Main-Tauber-Kreis : Rednerinnen und Redner loben die gelungene Schul-Generalsanierung


Nur lobende Worte für die gelungene Sanierung des Hauptgebäudes der Gewerblichen Schule und der Beruflichen Schule für Ernährung, Pflege und Erziehung (EPE) in Bad Mergentheim fanden bei der Einweihungsfeier auch die zuständige Abteilungspräsidentin des Regierungspräsidiums, die beiden Schulleiter, eine Vertreterin der Schülerinnen und Schüler sowie der verantwortliche Architekt.

Die Abteilungspräsidentin Schule und Bildung am Regierungspräsidium Stuttgart, Claudia Rugart, würdigte die hohe Bedeutung des Schulgebäudes für guten Unterricht. Es sei quasi in den Rohbau zurückversetzt und dann neu aufgebaut worden. Sie hob auch besonders die Art und Weise hervor, in der die Schulgemeinschaft die Zumutungen der Bauphase gemeistert habe: „Presslufthammer und Bohrmaschinen kennen leider keine Prüfungstermine.“ Ohnehin würden im Main-Tauber-Kreis große Herausforderungen mit einer beeindruckenden Mischung aus Freundlichkeit, Humor und Entspanntheit gemeistert.

Sie dankte Landrat Reinhard Frank, der sich klar zur Bedeutung der Bildung vor dem Hintergrund eines erstarkenden Populismus positioniert habe. „Digitalisierung ist ein wichtiges Zukunftsthema. Aber wenn die Demokratiebildung nicht hoch priorisiert wird, wird auch digitaler Unterricht nichts nützen im Kampf gegen Rassismus und gruppenbezogene Menschenfeindlichkeit sowie im Einsatz für die Erhaltung von Rechts- und Sozialstaatlichkeit und Pluralismus. Hinsichtlich der Erhaltung der Ausbildung in den Nahrungsberufen in Bad Mergentheim versprach sie Entscheidungen „mit Augenmaß im Einzelfall“.
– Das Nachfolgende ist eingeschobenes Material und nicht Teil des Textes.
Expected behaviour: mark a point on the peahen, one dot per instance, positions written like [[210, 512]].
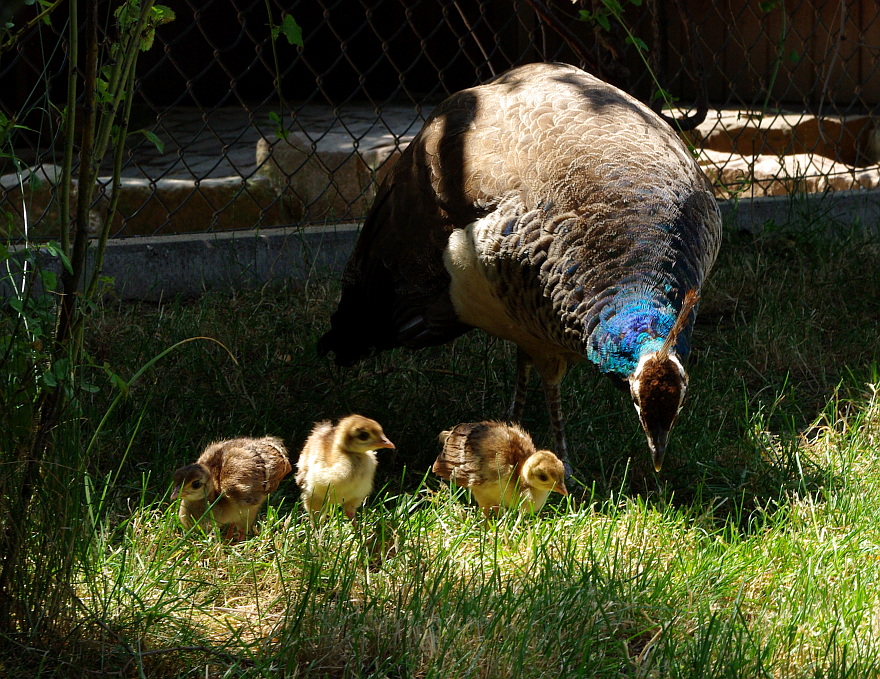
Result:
[[550, 209]]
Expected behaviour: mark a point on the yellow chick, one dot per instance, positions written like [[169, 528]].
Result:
[[338, 463], [241, 473], [499, 464]]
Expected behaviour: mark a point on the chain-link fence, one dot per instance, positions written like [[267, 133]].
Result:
[[255, 132]]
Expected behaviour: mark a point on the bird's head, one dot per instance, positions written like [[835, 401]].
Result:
[[361, 434], [544, 471], [193, 483], [658, 386]]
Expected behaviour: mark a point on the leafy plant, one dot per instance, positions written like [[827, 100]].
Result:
[[48, 292]]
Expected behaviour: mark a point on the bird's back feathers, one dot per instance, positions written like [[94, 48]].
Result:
[[546, 207]]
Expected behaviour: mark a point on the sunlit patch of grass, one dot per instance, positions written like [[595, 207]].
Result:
[[755, 552]]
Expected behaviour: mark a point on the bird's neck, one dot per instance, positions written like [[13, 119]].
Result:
[[632, 324]]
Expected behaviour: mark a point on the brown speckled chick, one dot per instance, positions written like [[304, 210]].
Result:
[[241, 473], [500, 465], [337, 464]]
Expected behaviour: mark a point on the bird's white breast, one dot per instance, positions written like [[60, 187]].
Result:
[[468, 259]]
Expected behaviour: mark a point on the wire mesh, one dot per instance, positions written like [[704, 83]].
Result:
[[256, 132]]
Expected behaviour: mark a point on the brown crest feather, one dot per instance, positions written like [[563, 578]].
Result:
[[690, 301]]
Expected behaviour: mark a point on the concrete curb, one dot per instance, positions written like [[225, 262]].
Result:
[[161, 267]]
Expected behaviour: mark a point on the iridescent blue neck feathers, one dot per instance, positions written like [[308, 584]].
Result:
[[631, 325]]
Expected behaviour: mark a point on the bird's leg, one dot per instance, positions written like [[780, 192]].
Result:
[[554, 406], [523, 370]]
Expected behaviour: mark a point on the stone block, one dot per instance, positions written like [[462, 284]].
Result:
[[147, 208], [329, 177]]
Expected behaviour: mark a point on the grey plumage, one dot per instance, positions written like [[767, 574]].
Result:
[[551, 209]]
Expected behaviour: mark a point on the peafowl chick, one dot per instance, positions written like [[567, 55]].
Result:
[[338, 463], [236, 477], [548, 208], [500, 465]]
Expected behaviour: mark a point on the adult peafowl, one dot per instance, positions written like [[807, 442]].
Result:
[[550, 209]]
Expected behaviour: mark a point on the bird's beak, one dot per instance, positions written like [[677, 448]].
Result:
[[657, 439]]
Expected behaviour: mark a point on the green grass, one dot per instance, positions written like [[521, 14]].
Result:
[[756, 552]]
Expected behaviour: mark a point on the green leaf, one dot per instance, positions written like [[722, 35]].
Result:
[[290, 29], [613, 6], [55, 250], [278, 124], [50, 280], [639, 44]]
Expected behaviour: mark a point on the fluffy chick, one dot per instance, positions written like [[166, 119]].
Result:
[[338, 463], [234, 476], [499, 463]]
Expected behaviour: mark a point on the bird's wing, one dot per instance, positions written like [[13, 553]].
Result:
[[319, 440], [472, 455]]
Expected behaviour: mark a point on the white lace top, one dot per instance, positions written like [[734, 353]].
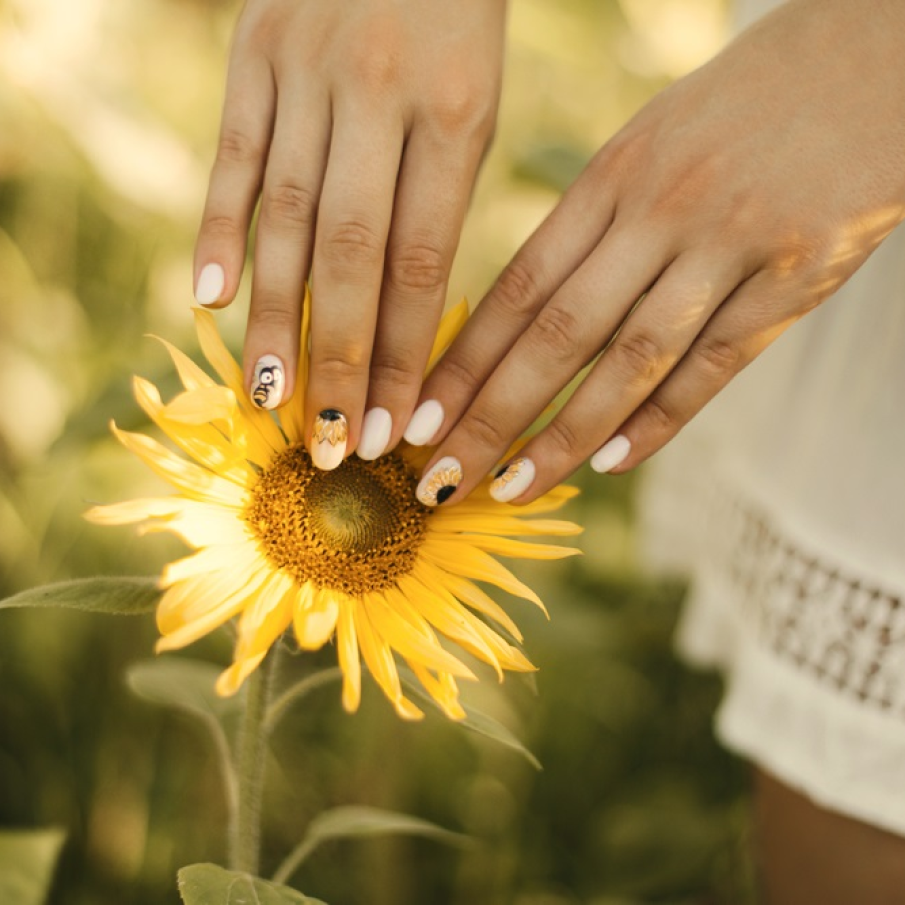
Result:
[[793, 485]]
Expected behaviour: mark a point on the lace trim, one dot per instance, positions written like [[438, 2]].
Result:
[[845, 632]]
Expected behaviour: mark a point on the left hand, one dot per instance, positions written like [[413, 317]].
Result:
[[733, 204]]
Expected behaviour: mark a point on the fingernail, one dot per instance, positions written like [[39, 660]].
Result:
[[267, 382], [512, 480], [425, 423], [611, 454], [328, 442], [440, 482], [376, 427], [210, 284]]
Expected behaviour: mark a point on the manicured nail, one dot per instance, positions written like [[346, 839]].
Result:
[[328, 442], [425, 423], [210, 284], [267, 382], [376, 427], [440, 482], [611, 454], [512, 480]]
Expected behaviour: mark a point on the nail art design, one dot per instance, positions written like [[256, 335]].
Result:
[[267, 383], [611, 454], [328, 442], [440, 483], [512, 480], [425, 422]]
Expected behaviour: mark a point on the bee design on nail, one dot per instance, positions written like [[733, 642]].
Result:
[[508, 473], [441, 484], [267, 389], [331, 427]]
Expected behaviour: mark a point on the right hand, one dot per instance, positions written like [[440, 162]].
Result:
[[362, 127]]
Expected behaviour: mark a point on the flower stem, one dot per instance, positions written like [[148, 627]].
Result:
[[245, 832]]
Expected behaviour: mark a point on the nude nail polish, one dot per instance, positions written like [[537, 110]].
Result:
[[439, 483], [611, 454], [376, 427], [328, 441], [424, 423], [210, 284], [512, 480], [268, 382]]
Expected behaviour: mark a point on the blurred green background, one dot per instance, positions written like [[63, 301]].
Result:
[[109, 115]]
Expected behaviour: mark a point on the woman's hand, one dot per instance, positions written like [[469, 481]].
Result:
[[361, 126], [733, 204]]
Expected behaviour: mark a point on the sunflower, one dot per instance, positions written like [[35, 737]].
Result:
[[348, 555]]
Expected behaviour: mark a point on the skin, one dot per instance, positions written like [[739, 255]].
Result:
[[361, 128], [811, 856], [737, 200]]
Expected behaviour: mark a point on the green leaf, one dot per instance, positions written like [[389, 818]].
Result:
[[27, 861], [475, 721], [124, 596], [210, 884], [357, 822], [181, 682]]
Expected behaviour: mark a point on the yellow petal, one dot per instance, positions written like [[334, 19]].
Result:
[[314, 618], [190, 374], [443, 690], [476, 564], [506, 546], [379, 657], [292, 415], [450, 325], [225, 365], [193, 480], [347, 651]]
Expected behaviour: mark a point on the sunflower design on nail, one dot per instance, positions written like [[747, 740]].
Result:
[[331, 427]]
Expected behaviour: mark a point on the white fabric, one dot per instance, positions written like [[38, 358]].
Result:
[[786, 499]]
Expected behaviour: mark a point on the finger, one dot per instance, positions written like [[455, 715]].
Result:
[[352, 227], [649, 346], [566, 334], [557, 249], [435, 183], [284, 239], [736, 335], [235, 179]]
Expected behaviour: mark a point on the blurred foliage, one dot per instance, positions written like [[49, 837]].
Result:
[[110, 115]]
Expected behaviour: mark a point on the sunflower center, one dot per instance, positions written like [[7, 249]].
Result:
[[354, 529]]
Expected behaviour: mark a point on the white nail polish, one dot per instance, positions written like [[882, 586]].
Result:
[[611, 454], [512, 480], [440, 481], [328, 441], [376, 427], [425, 423], [210, 284], [268, 382]]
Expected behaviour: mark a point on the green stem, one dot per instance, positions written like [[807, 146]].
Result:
[[245, 832]]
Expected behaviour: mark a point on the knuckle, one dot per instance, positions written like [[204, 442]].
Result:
[[555, 332], [352, 244], [661, 416], [483, 427], [719, 358], [417, 267], [638, 357], [459, 373], [288, 205], [343, 366], [237, 147], [517, 290], [390, 371], [562, 437]]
Die beiden Schulleiter Peter Wöhrle (Gewerbliche Schule) und Anke Mund (EPE) erinnerten daran, wie dringend notwendig die Sanierung gewesen sei – unter anderem aufgrund von Wassereinbrüchen dank undichter Dächer. Die zuvor schmutzig schreigelben Gänge seien nun wieder ansehnlich und freundlich. Mit der Entscheidung für die Generalsanierung hätten die Entscheidungsträger des Landkreises einen wesentlichen Beitrag zur Weiterentwicklung der beiden Schulen und ihrer Kompetenzen geleistet. „Wir fühlen uns hier wohl“, bekannten beide. Die erfolgte Sanierung der Schulen ermögliche es, die pädagogische Arbeit und die anstehenden Schulentwicklungsprozesse zeitgemäß zu gestalten, beispielsweise auf den Themenfeldern „Industrie 4.0“ und Digitalisierung. Schließlich wiesen sie darauf hin, dass auch noch Restarbeiten ausstehen, darunter die für den Sommer vorgesehene Neugestaltung des Schulhofes.

Auch Schülersprecherin Alisa Fitzgerald war voll des Lobes. Das sanierte Schulgebäude sei ein „vernünftiger Platz zum Lernen und zum Vorbereiten der Zukunft“. Das Lernklima und die technische Ausstattung seien sehr gut.

Architekt Heiner Roth vom Kitzinger Architekturbüro „Roth und Partner“ freute sich über das Lob für seine Arbeit. „Das geht runter wie Öl“. Im Rahmen des Projektes seien auch der Brandschutz verbessert und Energieeinsparungen ermöglicht worden. Funktionalitäten und Abläufe seien optimiert worden. Farbakzente trügen zur Belebung und zur Identifikation mit der Schule bei.

An Reden und Musik schlossen sich Rundgänge durch das sanierte Schulgebäude sowie ein Imbiss an. Dieser wurde von den Fachklassen für Bäcker und Fleischer der Gewerblichen Schule vorbereitet und von Schülerinnen und Schülern der EPE serviert.